Jerod Smith, 19, of South Minneapolis. He had a prior for marijuana possession. That wasn’t a serious rap sheet. It was possible that his friend at large was, in fact, the author of Cicero ’s death.
“You want to tell us about Cicero Ruiz?” Hadley said.
“Who?” Jerod said.
“If you’re gonna lie, at least tell smart lies,” Hadley said, perching on the corner of the table. “Ruiz’s name was on the prescription you handed over to the pharmacist, so we know you know who he is.” Hadley took a deep breath, just for show. He was nowhere near losing his temper. “Ruiz is dead, and then you’re trying to fill prescriptions he wrote. That looks very, very bad. I think it’s time to cooperate.”
The boy shrugged. “He was fine when we left his apartment,” he said. Then his lips quirked, as if he were holding back amusement. “Maybe he fell out of the wheelchair and hit his head on something. Maybe he had some kind of seizure, like those people do.” Jerod raised his arm, with the hand flopped over, and banged it against his chest in imitation of a spastic.
I leaned forward. “Listen, you little prick,” I said, “do you think that you’re safe because Minnesota doesn’t have a death penalty?” I couldn’t stop myself. “That’s no cause for joy. Runts like you don’t have girlfriends in prison, they are girlfriends. By the time you get released as an old man, that jumped-up clitoris between your legs won’t have gotten any action for fifty years.”
Jerod’s eyes first widened, then heated, and his jaw set. Behind me, Hadley said smoothly, “You gotta admit, that’s something to think about, Jerod. Why don’t we give you some time to mull that over.” He stood, and I followed him out. I knew what was coming.
Out in the hallway, Hadley rubbed his forehead and said, “Okay, there was a lot of engine noise in the car and maybe I misheard, but I thought we were clear that I was going to be the heavy, and you were going to be nice and give him someone to confess to.” He didn’t sound as upset as I knew he was. He had the control over his emotions that you need in the interrogation room.
“I know,” I said, ashamed. “He pissed me off.”
“Well, now we have to regroup,” Hadley said. He watched as a file clerk rolled a cart past us down the hall. “All right, I’m just going to cut to the chase in there. Then you get impatient and give up, and I’ll agree. We’ll see if that works.”

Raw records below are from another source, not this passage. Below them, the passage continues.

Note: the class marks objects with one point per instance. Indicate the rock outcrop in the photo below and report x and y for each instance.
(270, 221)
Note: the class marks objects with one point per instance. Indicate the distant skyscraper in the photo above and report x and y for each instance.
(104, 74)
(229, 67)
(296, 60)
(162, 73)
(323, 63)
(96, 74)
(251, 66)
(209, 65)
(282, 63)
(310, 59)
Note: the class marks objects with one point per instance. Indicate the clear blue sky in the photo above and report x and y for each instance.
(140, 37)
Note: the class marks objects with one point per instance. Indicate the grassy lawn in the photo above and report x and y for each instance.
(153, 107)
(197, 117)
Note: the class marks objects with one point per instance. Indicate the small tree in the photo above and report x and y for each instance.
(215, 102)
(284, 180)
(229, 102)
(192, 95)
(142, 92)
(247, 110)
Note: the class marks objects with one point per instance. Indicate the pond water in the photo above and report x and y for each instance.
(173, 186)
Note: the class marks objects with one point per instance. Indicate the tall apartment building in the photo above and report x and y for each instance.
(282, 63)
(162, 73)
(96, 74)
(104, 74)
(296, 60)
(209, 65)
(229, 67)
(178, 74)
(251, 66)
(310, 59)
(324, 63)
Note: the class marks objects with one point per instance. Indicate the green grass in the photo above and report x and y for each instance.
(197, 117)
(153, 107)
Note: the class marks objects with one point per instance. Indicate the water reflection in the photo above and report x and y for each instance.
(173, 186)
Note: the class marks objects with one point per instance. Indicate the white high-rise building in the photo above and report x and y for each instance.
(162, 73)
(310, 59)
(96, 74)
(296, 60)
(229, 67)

Jerod looked mutinous as we came back in, but he didn’t actually sneer, and he didn’t say anything. Maybe he would crack.

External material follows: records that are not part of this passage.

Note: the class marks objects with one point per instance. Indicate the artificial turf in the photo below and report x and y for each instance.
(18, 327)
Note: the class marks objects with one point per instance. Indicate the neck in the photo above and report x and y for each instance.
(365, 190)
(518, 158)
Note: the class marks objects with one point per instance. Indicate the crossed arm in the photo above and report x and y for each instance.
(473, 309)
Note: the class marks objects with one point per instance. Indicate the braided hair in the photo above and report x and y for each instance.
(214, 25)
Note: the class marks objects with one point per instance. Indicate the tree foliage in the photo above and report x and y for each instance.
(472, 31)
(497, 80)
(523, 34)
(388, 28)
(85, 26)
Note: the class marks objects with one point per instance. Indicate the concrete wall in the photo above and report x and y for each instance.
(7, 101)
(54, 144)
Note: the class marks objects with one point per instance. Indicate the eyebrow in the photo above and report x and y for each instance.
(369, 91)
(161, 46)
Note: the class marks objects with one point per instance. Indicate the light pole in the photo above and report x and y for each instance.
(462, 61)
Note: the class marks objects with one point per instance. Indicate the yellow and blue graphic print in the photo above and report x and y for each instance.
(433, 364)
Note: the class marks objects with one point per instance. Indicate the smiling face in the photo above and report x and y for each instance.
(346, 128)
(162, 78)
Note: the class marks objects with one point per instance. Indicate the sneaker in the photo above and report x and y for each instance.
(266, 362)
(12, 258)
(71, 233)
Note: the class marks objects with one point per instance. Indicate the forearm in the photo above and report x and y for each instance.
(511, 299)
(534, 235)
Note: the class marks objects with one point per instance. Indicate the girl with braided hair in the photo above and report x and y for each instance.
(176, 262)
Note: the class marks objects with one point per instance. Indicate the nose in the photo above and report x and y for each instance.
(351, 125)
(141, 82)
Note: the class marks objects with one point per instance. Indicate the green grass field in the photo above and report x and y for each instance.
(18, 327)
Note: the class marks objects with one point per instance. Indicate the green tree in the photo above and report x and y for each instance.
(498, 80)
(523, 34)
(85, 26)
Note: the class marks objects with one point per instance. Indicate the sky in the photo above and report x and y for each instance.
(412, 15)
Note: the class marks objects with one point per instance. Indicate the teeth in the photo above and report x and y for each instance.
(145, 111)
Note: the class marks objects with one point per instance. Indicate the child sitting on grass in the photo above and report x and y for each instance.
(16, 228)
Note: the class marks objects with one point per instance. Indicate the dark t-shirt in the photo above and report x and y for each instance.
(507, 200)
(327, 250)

“Okay, let me lay it out for you.” Hadley pulled out a chair and turned it backward, straddling it. “This is how it’s going to work. We need to bring in your partner. That’s our main concern. If you assist us with that, it’s going to help you a lot, in the eyes of a judge.”
I leaned against the wall as if bored with the whole process.
“Right now, we don’t know whose idea it was to go to Ruiz’s apartment. We don’t know who actually killed him. We don’t know if that was supposed to happen or not. All that’s up in the air.” Hadley held up a cautioning hand, as if Jerod had been about to speak, although there’d been no sign of it. “Now, I’m not telling you to say anything that isn’t true, Jerod. I’m just saying that we don’t know any of these things, and with Mr. Ruiz dead-”
Dr. Ruiz, I corrected Hadley mentally.
“- we’ve only got two people who were in that apartment who can tell us,” Hadley said. “Now, your buddy, back in the drugstore, he ran out while you got arrested. That doesn’t suggest to me a real trustworthy person. I’m just wondering, when we catch that guy, what kind of regard for the truth he’s going to have. I wonder what he’s going to tell us about who did what in that apartment.”